Azerbaijan airs grievances to U.S. and France after Karabakh snub

Azerbaijan has criticized the United States and France after the two embassies declined an invitation to a state-sponsored conference in Nagorno-Karabakh.

The August 27 conference on Azerbaijan’s reconstruction efforts in Karabakh was held in Shusha, the key town that Azerbaijan regained in its 2020 war against Armenia and which has since become a showpiece for Baku’s rebuilding campaign in the territory.

In attendance were representatives of most of the foreign embassies in Baku, Azerbaijani officials reported, but there were two notable exceptions: envoys from Paris and Washington.

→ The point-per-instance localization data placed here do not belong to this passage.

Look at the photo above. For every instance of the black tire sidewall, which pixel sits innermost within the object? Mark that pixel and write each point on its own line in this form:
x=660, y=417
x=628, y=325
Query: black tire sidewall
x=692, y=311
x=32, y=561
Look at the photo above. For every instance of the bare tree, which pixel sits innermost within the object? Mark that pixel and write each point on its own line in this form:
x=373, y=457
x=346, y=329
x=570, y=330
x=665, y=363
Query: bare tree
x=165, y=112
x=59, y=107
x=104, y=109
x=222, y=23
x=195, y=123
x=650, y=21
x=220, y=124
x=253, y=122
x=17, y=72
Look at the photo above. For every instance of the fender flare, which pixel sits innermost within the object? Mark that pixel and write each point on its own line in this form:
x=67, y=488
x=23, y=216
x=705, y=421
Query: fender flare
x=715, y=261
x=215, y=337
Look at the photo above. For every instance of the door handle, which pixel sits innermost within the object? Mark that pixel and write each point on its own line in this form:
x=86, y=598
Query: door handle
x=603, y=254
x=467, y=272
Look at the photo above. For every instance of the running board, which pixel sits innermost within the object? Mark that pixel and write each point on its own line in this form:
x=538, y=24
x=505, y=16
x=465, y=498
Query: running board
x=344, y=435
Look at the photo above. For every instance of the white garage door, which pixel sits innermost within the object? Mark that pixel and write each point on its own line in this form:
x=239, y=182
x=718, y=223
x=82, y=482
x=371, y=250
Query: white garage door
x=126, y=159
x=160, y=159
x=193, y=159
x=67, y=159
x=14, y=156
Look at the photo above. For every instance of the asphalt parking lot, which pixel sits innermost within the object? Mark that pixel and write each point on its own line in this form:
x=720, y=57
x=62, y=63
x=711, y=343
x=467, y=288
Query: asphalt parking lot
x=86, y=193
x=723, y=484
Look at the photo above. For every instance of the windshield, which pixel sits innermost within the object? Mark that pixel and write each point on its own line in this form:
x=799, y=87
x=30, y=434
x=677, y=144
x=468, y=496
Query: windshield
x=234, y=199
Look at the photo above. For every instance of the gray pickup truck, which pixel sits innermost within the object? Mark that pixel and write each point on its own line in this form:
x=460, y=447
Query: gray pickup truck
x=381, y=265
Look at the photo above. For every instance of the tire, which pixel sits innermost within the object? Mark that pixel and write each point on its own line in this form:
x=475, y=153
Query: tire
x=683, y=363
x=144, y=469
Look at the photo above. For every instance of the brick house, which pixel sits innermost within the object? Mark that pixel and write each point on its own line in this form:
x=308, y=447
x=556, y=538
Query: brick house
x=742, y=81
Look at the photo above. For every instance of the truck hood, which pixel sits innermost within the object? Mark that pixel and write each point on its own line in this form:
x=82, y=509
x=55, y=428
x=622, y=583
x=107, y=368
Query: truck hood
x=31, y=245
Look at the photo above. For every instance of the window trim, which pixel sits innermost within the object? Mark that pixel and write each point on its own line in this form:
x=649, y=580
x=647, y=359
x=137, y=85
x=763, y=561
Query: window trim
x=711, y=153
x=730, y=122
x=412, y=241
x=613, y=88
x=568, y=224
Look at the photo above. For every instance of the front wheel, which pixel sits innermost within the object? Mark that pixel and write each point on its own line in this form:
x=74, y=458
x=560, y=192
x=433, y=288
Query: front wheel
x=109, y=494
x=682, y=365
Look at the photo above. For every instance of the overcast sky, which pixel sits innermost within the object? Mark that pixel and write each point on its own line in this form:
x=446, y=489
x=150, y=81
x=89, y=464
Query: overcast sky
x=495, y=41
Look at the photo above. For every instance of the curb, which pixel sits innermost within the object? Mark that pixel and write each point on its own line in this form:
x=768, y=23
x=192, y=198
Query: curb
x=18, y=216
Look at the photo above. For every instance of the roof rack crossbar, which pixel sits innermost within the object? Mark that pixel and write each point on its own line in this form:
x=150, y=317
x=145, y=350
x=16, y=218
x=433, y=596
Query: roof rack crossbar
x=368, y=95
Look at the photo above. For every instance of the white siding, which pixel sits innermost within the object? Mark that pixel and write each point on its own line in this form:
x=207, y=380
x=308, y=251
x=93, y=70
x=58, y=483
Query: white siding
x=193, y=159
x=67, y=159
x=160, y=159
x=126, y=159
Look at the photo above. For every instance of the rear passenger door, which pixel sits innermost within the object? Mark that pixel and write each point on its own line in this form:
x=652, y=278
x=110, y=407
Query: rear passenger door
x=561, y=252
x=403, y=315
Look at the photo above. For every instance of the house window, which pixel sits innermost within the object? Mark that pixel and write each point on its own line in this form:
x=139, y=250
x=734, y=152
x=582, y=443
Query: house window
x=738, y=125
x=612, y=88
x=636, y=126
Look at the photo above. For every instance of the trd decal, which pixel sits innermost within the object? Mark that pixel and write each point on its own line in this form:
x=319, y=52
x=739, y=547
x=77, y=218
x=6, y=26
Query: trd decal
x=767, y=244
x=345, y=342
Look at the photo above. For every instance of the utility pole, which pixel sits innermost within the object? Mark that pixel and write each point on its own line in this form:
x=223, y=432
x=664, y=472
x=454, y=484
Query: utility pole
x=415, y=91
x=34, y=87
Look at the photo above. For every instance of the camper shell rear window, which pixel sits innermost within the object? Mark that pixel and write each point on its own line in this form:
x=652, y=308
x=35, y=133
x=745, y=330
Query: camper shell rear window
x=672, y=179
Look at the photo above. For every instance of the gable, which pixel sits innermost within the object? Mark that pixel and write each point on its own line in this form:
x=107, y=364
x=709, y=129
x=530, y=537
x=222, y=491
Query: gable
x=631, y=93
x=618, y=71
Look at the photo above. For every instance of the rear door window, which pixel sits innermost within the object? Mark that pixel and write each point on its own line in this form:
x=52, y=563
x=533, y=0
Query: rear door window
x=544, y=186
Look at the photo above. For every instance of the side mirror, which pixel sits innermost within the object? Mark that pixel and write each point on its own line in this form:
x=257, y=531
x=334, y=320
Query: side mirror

The absence was conspicuous. “Our diplomat colleagues and friends can’t contain their amazement when they see these reconstruction projects accomplished in a short period by Azerbaijan,” Hikmet Hajiyev, the chief foreign policy adviser to President Ilham Aliyev, told reporters after the event. “But there are two states that do not participate [in such events] once again, which I want to especially note: the U.S and France.”

The American and French embassies also skipped a similar event in July 2021, and it was noticed by official media. A report on public television showed other diplomats eating bread that had been baked in a new bakery in Shusha, with the presenter noting in the voiceover: "But some who ate Azerbaijan's bread for 30 years and contributed nothing to resolution of the Karabakh conflict also didn't stand by Azerbaijani society on a remarkable day like this."

“The ambassadors of the U.S. and France ostensibly refuse to visit Shusha despite repeated invitations. This should be seen as disrespect for the territorial integrity of Azerbaijan,” Hajiyev said.

The snubs were particularly pointed given the key role the U.S. and France have played in the region: Along with Russia, they are the co-chairs of the OSCE Minsk Group, a body created in the 1990s to manage the resolution of the Karabakh conflict.

Russia also skipped the July 2021 event, and it wasn’t publicly announced whether a Russian diplomat attended this conference. But the Russian ambassador did visit Shusha in July. Elshad Pashasoy, a journalist at the pro-government newspaper Yeni Musavat, wrote on Facebook that Russia had thus “washed away its sins” from the last event. One source told Eurasianet, on condition of anonymity, that a Russian diplomat did attend the recent Shusha conference.

In the wake of the 2020 victory, Aliyev has repeatedly mocked the Minsk Group as irrelevant and declared it “dead.” Azerbaijan considers the body’s main task – to help work out a resolution of the status of Nagorno-Karabakh – to have been solved on the battlefield, and that Karabakh’s status is now an integral part of Azerbaijan with no special status for its ethnic Armenian population.

While the body has indeed been weakened following the war – “perhaps terminally,” scholar Laurence Broers wrote – many of its participants have tried to keep it alive. Most recently, on August 24, the U.S. appointed a new representative to the Minsk Group, a relatively senior diplomat, Philip Reeker.

In his Shusha comments, Hajiyev referred to Reeker’s appointment. “Appointing someone as co-chair of the Minsk Group after 30 years of unsuccessful activity is nothing but shameful,” he said, criticizing attempts to “resuscitate” the body. “The city of Shusha does not need them,” he added, referring to the ambassadors.

Asked about Hajiyev’s remarks, the U.S. embassy in Baku issued a statement to Voice of America’s Azerbaijani service expressing support for Azerbaijan’s “sovereignty and independence,” and mentioned other trips around the region that embassy officials have taken.

“The personnel of the United States Embassy have made and continue to make extensive visits to all regions of Azerbaijan, including Aghdam, Zangilan and Fuzuli,” three regions that also were retaken by Azerbaijan in the 2020 war. The statement did not mention Shusha at all, implicitly drawing a distinction between those other regions (which were outside the borders of the Soviet-created Nagorno-Karabakh Autonomous Oblast) and Shusha, which was in Nagorno-Karabakh proper.

As of the time this post was published, Baku had not responded.

Heydar Isayev is a journalist from Baku.